Hi, I'm Cliff Weitzman.
I am dyslexic.
Reading a sentence takes me the same amount of energy and brain power as most people take to solve a long division math equation in their head.
I was diagnosed in 3rd grade. It was the best day of my life.
Before that, I would pretend to read in elementary school.
I’d sit with the book open in front of me and pass my finger under the words so that people (my parents, teachers, friends, siblings) wouldn’t think I was dumb, or lazy.
Reading circles were terrifying.
One by one kids would read. And it would get closer to me.
My hands would start to sweat.
So I timed it just right. And right before it was my turn…
I’d go hide in the bathroom.
I did this every time.
Luckily my Dad didn’t give up on me. He never gave up on me. Ever.
He’d sit on my bed; And In a slow, deep voice, he would read Harry Potter to me.
He’d record himself on a cassette tape. I’d fall asleep listening to it every night. Over and over, listening to my Dad’s voice.
I started pushing my listening speed, from 1x to 1.25x, 1.5x, 2x, then 2.5x speed. I started listening to 2 audiobooks a week. 100 audiobooks a year.
I was in special-ed class in high school. If there was no audiobook I was stuck.
I couldn’t finish my summer reading book for college – no audiobook for this one.
I had no other choice, I hacked an old text to speech computer system to read the remaining portion of the book over night into my iPhone and then listen to it on the plane.

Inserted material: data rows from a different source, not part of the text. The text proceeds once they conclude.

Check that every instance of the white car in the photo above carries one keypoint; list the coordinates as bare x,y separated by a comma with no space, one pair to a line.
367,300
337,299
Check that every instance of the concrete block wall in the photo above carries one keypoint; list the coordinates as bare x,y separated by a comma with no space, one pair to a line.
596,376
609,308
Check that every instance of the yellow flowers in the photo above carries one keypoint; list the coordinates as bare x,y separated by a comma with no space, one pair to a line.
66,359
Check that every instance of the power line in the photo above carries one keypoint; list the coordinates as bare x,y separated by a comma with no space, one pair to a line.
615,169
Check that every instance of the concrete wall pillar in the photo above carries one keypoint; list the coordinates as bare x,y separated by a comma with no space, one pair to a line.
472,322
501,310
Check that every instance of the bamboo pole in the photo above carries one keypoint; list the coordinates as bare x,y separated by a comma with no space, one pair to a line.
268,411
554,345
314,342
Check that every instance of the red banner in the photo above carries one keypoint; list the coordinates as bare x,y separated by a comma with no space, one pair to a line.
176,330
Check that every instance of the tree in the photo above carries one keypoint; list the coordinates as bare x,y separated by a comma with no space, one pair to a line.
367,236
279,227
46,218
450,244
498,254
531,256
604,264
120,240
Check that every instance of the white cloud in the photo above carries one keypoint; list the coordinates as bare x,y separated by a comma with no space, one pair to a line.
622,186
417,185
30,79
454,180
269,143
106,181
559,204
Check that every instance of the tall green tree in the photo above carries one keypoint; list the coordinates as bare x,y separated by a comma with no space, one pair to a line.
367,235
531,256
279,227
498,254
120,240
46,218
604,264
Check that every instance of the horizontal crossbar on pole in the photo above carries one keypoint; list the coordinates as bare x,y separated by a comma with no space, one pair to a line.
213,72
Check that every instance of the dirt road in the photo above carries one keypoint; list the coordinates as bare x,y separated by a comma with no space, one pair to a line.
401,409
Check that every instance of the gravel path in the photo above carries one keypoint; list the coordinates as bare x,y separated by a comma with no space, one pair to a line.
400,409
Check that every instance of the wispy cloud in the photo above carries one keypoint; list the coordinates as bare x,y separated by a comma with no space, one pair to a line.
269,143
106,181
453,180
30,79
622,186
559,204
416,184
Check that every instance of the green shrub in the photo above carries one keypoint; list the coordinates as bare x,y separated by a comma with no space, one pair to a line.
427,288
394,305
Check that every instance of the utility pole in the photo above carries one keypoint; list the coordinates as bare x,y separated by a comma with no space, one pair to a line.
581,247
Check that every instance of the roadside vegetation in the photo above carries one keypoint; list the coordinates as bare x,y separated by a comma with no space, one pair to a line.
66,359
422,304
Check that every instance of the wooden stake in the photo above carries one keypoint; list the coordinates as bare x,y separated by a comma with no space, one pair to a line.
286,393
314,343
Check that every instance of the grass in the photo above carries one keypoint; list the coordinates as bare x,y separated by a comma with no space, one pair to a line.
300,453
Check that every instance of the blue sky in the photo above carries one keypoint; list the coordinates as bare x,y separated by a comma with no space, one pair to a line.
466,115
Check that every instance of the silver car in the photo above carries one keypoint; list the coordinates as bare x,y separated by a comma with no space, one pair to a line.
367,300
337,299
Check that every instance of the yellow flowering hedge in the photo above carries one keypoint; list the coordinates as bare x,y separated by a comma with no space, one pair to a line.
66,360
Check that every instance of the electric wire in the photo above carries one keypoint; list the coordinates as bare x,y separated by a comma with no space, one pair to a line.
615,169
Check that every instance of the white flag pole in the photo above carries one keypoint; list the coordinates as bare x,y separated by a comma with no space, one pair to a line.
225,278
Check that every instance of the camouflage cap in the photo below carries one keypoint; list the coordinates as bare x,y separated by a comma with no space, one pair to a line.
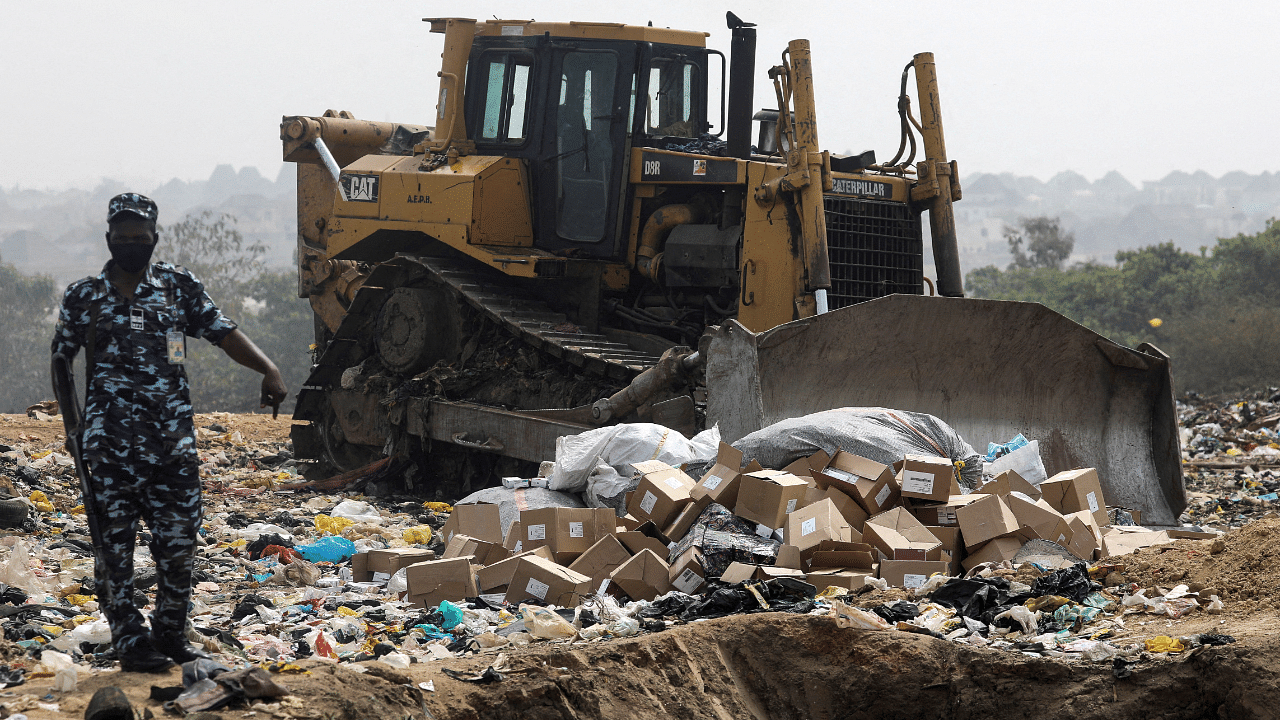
133,203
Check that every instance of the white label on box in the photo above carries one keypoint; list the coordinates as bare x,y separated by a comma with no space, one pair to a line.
842,475
649,501
688,582
536,588
917,482
882,496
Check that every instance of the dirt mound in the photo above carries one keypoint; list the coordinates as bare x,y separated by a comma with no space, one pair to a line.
787,666
1244,566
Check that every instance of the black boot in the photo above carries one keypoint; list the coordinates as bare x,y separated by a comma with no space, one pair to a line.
178,648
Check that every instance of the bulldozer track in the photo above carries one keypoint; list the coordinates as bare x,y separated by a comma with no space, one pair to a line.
524,315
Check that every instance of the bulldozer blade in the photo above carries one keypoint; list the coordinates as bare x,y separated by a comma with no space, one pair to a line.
988,368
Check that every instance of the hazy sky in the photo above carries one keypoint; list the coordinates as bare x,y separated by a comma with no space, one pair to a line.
145,91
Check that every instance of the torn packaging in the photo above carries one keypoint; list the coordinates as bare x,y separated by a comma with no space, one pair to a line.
865,481
498,574
539,578
480,520
767,496
897,536
662,493
984,519
437,580
644,575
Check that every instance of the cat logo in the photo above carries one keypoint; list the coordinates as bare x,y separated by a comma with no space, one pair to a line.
360,188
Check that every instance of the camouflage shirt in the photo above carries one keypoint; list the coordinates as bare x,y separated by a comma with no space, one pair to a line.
138,406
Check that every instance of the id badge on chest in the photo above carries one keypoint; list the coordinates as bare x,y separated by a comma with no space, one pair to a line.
177,342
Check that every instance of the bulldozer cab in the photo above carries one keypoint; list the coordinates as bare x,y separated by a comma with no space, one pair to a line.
572,108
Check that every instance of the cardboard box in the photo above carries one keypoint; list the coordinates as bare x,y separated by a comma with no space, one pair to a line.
865,481
644,575
767,496
942,514
984,519
808,527
566,531
480,520
686,573
1073,491
1009,482
952,543
720,483
899,536
1123,542
926,478
600,559
840,578
484,552
435,580
542,579
498,575
909,574
662,493
993,551
846,555
848,506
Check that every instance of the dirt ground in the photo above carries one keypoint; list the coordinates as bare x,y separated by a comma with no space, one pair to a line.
787,666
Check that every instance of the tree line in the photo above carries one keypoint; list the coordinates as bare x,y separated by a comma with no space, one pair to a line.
1216,311
263,301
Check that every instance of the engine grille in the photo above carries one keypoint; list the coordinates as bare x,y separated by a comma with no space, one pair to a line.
874,247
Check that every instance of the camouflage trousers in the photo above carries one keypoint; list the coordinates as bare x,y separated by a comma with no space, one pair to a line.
168,499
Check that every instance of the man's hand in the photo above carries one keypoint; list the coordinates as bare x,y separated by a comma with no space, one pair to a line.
274,392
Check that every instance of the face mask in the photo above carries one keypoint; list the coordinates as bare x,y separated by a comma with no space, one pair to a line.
131,256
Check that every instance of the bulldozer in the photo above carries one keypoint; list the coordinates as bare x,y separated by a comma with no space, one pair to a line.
588,233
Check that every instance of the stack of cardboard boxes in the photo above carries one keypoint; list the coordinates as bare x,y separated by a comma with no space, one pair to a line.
840,519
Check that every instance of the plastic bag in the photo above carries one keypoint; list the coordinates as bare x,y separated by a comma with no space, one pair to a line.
618,446
545,624
849,616
876,433
357,511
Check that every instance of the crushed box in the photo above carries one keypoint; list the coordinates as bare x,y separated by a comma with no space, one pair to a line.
869,483
767,496
543,579
899,536
644,575
435,580
926,478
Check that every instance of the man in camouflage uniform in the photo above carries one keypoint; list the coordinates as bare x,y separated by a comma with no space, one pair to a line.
140,442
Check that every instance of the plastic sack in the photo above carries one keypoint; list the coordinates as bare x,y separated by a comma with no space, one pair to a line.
545,624
1025,461
357,511
329,548
618,446
849,616
876,433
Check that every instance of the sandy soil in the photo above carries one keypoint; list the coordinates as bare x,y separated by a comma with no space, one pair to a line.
777,665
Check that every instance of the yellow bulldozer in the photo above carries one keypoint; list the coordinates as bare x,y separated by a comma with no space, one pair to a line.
588,233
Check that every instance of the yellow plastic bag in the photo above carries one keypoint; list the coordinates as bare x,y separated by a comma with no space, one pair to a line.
333,525
41,501
420,534
1164,643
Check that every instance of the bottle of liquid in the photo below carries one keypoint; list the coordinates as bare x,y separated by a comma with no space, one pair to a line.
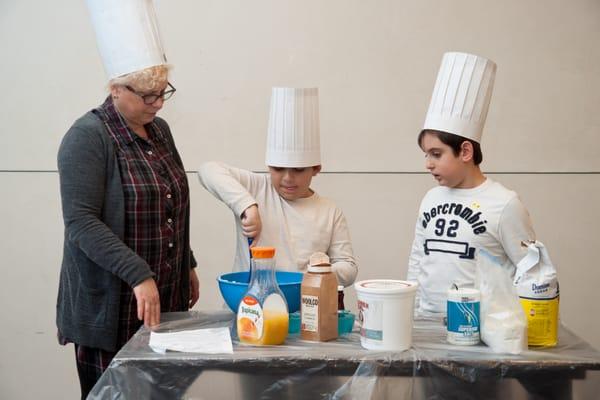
262,317
341,306
319,301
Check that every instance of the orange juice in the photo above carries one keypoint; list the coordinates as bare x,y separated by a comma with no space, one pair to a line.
274,329
262,317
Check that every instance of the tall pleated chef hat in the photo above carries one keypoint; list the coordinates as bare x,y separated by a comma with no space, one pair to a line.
127,35
293,139
462,95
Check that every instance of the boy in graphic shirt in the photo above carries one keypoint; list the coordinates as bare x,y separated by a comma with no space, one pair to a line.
467,211
280,209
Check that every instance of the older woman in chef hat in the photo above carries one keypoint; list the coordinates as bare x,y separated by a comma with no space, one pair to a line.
125,199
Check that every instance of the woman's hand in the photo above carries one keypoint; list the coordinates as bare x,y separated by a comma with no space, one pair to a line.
194,287
251,224
148,301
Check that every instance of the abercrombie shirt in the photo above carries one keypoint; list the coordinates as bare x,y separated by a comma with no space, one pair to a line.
453,225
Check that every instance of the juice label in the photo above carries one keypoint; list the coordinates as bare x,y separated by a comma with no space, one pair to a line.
250,320
309,313
542,321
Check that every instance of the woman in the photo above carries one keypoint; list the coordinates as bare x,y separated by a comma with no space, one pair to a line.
125,204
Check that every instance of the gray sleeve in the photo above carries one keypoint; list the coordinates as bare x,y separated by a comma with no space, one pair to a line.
82,168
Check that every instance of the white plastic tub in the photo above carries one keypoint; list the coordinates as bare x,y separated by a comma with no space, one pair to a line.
385,312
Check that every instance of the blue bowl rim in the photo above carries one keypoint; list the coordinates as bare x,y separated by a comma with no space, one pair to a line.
236,283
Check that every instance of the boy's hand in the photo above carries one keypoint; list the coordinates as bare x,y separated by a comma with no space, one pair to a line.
251,224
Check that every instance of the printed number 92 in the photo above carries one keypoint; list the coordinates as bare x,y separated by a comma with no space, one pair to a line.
440,227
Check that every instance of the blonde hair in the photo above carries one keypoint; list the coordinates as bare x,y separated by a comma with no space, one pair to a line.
147,80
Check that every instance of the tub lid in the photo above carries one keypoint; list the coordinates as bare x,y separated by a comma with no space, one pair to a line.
385,286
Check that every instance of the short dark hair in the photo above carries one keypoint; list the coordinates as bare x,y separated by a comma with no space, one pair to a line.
454,141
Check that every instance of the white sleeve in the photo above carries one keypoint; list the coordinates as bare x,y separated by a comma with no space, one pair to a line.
340,251
235,187
514,227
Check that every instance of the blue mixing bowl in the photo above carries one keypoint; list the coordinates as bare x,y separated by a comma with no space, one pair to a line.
233,286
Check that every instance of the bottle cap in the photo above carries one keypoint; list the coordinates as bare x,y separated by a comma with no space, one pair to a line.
319,262
263,252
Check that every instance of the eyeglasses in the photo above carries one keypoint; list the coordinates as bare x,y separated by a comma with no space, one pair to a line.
152,98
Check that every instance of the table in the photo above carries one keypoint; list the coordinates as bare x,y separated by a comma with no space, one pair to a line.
342,369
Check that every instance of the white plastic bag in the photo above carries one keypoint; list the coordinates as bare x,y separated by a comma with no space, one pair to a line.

I taught myself to code and improved the software further. I spent the next 4 years in college perfecting this system. Instead of slaving over a textbook while chained to my desk – I’d take 15 quick photos and then listen while eating breakfast or Longboarding to class.
I’d listen to the 100+ pages of reading assigned per week for my classes while on the train or on the bus.
Today, millions of people have been able to function in school and society because of Speechify.
Remember, that above all else, your mission is to be who you needed most when you were growing up. At least, it’s mine.